Notably, Charlat and Hurst reported in an earlier study that, thanks to Wolbachia, when males of H. bolina, commonly known as the Blue Moon or Great Eggfly butterfly, become a rare commodity, the number of mating sessions for both males and females jumps, possibly as an attempt to sustain the population despite the odds.
Charlat added that the relationship between Wolbachia and the Blue Moon butterfly illustrates the so-called Red Queen Principle, an evolutionary term named after a scene in Lewis Carroll's famous book, "Through the Looking-Glass," in which the characters Alice and the Red Queen run faster and faster at the top of a hill, only to find that they remain in the same place.
"In essence, organisms must evolve or change to stay in the same place, whether it's a predator-prey relationship, or a parasite-host interaction," said Charlat. "In the case of H. bolina, we're witnessing an evolutionary arms race between the parasite and the host. This strengthens the view that parasites can be major drivers in evolution."

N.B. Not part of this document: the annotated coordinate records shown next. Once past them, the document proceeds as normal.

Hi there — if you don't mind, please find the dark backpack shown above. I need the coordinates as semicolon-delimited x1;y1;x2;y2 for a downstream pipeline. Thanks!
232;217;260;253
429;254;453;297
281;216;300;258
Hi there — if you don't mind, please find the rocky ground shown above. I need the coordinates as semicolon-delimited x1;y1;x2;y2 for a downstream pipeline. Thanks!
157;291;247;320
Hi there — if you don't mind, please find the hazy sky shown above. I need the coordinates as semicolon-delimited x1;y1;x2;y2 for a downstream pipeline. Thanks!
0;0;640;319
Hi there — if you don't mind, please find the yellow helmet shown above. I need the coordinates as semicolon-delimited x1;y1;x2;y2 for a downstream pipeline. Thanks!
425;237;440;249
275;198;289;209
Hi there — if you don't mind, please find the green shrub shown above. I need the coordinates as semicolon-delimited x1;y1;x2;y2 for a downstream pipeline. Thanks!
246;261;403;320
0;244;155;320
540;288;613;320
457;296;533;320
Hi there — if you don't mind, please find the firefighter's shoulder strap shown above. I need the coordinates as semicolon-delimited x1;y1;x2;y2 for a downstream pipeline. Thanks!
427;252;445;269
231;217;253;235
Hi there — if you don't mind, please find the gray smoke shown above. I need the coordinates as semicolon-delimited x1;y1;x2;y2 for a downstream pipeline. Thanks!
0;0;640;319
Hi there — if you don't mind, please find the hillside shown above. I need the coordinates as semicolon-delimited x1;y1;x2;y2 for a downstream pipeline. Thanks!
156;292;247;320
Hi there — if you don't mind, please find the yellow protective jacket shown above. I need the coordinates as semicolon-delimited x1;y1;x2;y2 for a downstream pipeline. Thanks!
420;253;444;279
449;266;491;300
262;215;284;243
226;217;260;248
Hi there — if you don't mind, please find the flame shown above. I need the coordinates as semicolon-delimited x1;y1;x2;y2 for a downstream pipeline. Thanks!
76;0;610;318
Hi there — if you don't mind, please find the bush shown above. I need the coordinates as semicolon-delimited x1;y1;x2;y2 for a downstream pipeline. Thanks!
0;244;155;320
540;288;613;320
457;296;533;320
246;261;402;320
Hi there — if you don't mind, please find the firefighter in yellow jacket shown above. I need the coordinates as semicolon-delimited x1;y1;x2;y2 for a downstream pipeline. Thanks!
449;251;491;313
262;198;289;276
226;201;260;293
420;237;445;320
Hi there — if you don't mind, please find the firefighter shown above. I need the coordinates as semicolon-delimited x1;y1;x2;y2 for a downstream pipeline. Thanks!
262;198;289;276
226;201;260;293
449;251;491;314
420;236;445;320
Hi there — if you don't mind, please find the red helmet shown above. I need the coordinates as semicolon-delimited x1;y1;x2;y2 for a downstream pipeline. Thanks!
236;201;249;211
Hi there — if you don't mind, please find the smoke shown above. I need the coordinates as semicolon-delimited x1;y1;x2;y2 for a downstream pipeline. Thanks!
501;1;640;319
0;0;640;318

The researchers focused on the Samoan islands of Upolu and Savaii, where in 2001, males of the Blue Moon butterfly made up only 1 percent of the population. In 2006, the researchers embarked on a new survey of the butterfly after an increase in reports of male-sightings at Upolu.
They found that males that year made up about 41 percent of the Blue Moon butterfly population in Upolu. They hatched eggs from 14 females in the lab and confirmed that the male offspring from this group were surviving with sex ratios near parity. For Savaii, the population was initially 99 percent female at the beginning of 2006. By the end of the year, researchers found that males made up 39 percent of the 54 butterflies collected.

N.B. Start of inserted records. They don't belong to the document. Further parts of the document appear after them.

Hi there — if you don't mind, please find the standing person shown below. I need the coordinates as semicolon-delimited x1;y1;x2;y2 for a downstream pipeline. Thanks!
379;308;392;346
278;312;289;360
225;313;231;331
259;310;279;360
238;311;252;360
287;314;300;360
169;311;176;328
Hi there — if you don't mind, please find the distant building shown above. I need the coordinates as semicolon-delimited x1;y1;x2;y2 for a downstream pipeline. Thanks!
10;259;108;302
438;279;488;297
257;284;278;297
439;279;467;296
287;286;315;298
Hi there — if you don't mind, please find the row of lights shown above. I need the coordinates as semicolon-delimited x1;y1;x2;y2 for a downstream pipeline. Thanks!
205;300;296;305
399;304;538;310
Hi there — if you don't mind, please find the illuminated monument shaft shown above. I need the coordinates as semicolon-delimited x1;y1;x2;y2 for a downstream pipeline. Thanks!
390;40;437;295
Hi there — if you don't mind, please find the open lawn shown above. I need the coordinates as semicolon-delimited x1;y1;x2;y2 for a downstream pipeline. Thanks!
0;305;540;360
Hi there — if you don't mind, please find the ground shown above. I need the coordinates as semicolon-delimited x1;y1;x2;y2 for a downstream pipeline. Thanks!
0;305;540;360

The researchers tested for the continued presence of Wolbachia in the butterflies. By mating infected females with males from a different island that did not have the suppressor gene, they also confirmed that the bacteria were still effective at killing male embryos. The male-killing ability of the bacteria emerged again after three generations. Thus, they could rule out a change in the bacteria as an explanation for the resurgence of the males in the butterfly populations studied.

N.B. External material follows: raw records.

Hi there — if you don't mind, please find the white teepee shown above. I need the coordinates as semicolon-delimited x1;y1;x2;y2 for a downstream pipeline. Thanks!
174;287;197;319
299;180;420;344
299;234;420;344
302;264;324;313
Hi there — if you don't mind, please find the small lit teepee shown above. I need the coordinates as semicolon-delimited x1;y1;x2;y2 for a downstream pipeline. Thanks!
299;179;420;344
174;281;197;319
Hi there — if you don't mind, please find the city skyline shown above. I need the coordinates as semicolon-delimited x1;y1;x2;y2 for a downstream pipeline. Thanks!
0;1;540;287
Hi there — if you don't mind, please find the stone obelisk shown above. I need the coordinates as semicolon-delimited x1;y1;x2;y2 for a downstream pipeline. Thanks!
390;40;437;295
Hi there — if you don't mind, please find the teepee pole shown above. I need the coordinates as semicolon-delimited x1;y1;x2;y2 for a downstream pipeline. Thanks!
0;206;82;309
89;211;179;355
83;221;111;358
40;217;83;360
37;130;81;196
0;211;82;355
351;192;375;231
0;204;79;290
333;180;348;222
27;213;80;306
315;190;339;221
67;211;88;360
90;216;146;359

The field work for this study was based out of the UC Berkeley Richard B. Gump South Pacific Research Station on the island of Moorea in French Polynesia. The Gump station is part of the Moorea Coral Reef Long Term Ecological Research Site, one of 26 sites funded by the National Science Foundation to study long-term ecological phenomena.
The Gump Research Station is managed through UC Berkeley's Office of the Vice Chancellor for Research. George Roderick, UC Berkeley professor of environmental science, policy and management and curator of the Essig Museum of Entomology, is a former director of the station, and Neil Davies is the station's executive director and research scientist. Both Roderick and Davies are co-authors of this study.
Other study co-authors are Emily Hornett of University College London, James Fullard of the University of Toronto at Mississauga, and Nina Wedell of the University of Exeter in Cornwall, England.
The U.S. National Science Foundation, the U.K. Natural Environment Research Council and the Natural Sciences and Engineering Research Council of Canada helped support this research.